I can't see why this would be related to the changes here.

erratic-pattern avatar Apr 14 '24 00:04 erratic-pattern

@erratic-pattern that failure isn't related to this change, I've seen it a few times but haven't yet been able to figure out the cause. It appears to be a race condition of some sort but I'm unsure of the cause.

zeroshade avatar Apr 16 '24 14:04 zeroshade

@zeroshade just to confirm, I assume were blocked on merging this until that unrelated change is resolved?

matthewmturner avatar Apr 17 '24 14:04 matthewmturner

@matthewmturner We don't need to wait for that unrelated issue to be addressed. Once the merge conflict is addressed, i'll merge this

zeroshade avatar Apr 17 '24 16:04 zeroshade

@zeroshade awesome thanks!

@erratic-pattern are you able to take care of that conflict or would you like some help?
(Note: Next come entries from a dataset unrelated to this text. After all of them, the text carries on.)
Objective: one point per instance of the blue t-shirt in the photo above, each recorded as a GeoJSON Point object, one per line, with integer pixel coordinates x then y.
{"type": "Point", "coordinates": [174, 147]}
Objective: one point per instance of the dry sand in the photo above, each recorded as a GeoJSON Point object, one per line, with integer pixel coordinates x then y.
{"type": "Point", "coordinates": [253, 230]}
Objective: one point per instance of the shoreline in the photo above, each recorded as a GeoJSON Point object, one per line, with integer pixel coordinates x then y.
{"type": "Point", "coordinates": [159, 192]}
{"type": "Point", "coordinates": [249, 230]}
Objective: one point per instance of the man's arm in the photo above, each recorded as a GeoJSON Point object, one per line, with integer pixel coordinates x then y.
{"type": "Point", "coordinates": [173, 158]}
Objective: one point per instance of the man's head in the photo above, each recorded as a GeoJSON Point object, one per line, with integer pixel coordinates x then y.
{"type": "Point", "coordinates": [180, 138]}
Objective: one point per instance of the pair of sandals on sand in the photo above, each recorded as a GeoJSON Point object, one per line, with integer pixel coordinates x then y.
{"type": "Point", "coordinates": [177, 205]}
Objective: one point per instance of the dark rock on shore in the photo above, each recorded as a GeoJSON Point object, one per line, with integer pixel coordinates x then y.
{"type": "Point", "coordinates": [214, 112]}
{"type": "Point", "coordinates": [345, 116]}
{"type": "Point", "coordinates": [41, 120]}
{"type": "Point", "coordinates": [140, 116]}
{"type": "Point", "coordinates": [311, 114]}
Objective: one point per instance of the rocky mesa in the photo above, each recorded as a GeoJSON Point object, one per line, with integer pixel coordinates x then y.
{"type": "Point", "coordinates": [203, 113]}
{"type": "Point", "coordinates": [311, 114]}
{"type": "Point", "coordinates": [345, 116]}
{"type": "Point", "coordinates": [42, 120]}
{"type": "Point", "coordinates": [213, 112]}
matthewmturner avatar Apr 17 '24 16:04 matthewmturner

@zeroshade @erratic-pattern i can give this another couple days but after that might make a separate PR with these changes copied and then ill see if i can resolve conflicts (not familiar with this repo though and havent looked at the conflicts yet so unsure).

the reason im pressing is that having this feature is a blocker for us and we would like to avoid having to fork.
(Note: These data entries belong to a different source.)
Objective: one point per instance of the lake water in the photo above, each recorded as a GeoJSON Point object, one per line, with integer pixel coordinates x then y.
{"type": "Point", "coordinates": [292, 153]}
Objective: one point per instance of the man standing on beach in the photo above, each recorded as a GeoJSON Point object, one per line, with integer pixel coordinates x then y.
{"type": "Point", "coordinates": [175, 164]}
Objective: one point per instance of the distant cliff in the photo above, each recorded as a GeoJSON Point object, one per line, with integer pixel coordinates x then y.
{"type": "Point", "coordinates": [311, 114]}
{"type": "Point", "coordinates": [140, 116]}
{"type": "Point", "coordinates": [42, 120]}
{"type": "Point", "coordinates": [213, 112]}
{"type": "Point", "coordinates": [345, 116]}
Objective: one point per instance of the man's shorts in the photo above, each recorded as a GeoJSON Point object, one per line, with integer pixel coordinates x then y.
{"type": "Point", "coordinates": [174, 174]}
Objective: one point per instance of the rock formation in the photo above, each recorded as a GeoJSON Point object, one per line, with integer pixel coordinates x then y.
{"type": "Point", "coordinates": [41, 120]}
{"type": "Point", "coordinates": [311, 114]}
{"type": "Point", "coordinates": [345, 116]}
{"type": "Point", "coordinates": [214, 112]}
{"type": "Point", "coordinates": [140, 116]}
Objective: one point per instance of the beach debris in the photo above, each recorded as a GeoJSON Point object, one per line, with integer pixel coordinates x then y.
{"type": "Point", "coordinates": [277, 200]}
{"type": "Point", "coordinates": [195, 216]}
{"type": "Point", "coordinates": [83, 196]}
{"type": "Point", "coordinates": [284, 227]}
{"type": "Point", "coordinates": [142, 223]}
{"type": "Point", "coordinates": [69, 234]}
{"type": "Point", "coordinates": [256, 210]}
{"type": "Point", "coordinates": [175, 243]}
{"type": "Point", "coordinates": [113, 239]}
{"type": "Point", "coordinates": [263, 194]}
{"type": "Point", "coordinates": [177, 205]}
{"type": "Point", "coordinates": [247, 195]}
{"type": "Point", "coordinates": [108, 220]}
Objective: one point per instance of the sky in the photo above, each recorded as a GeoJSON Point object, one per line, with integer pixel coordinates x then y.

matthewmturner avatar Apr 22 '24 16:04 matthewmturner

Done. I resolved the conflict by re-running go generate again @matthewmturner @zeroshade Let me know if that worked.
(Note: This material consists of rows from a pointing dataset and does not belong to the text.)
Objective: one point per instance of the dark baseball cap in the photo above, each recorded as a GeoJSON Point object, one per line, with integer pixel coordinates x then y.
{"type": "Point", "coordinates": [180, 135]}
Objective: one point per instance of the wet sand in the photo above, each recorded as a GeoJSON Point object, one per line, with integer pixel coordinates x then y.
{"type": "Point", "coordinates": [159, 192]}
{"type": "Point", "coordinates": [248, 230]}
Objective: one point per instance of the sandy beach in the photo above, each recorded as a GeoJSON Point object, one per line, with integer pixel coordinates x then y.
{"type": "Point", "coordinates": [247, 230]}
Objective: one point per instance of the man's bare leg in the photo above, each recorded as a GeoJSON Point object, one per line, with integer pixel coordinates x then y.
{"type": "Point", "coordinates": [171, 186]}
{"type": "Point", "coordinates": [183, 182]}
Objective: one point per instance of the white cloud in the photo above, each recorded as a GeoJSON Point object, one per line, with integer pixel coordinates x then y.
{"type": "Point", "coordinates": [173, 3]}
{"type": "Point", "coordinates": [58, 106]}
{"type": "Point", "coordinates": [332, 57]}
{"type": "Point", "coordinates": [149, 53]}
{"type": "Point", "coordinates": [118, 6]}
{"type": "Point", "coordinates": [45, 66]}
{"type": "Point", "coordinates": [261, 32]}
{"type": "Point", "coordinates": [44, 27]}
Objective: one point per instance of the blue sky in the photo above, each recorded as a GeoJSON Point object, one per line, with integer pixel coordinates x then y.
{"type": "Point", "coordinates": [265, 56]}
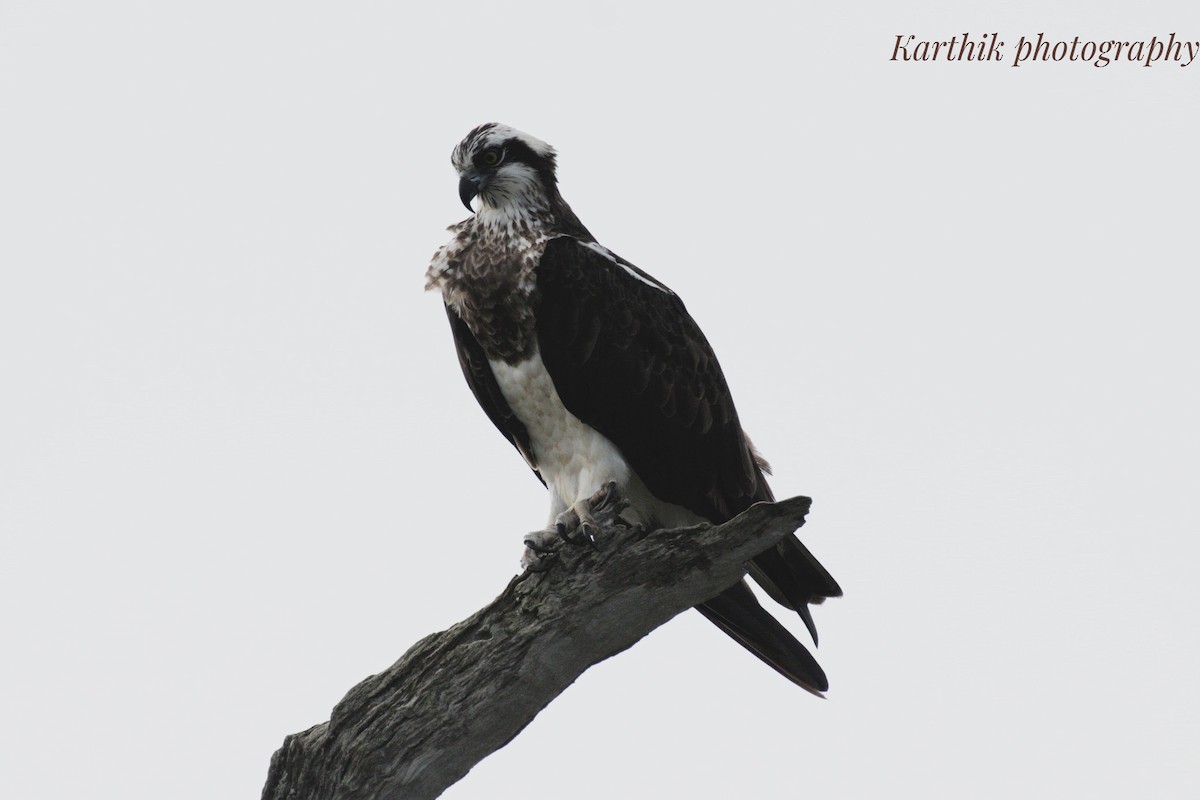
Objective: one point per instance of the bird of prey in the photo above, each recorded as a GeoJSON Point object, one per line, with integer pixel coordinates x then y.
{"type": "Point", "coordinates": [597, 373]}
erratic-pattern avatar Apr 23 '24 01:04 erratic-pattern

@erratic-pattern awesome thanks!

matthewmturner avatar Apr 23 '24 01:04 matthewmturner

After merging your PR, Conbench analyzed the 5 benchmarking runs that have been run so far on merge-commit 2cf844d4386e1ccad8592b421c18dfe9a82d2e42.

There were no benchmark performance regressions. 🎉

The full Conbench report has more details. It also includes information about 3 possible false positives for unstable benchmarks that are known to sometimes produce them.

This doesn't seem to actually work @erratic-pattern @zeroshade

https://github.com/erratic-pattern/arrow/blob/af0765eebfc67579b369e80b5c3d600b580cfcf8/go/arrow/flight/flightsql/client.go#L1110-L1141

We capture the new value, but we continue to use the old desc in the final call to getFlightInfo

lidavidm avatar Apr 29 '24 06:04 lidavidm

https://github.com/apache/arrow/issues/41427

lidavidm avatar Apr 29 '24 06:04 lidavidm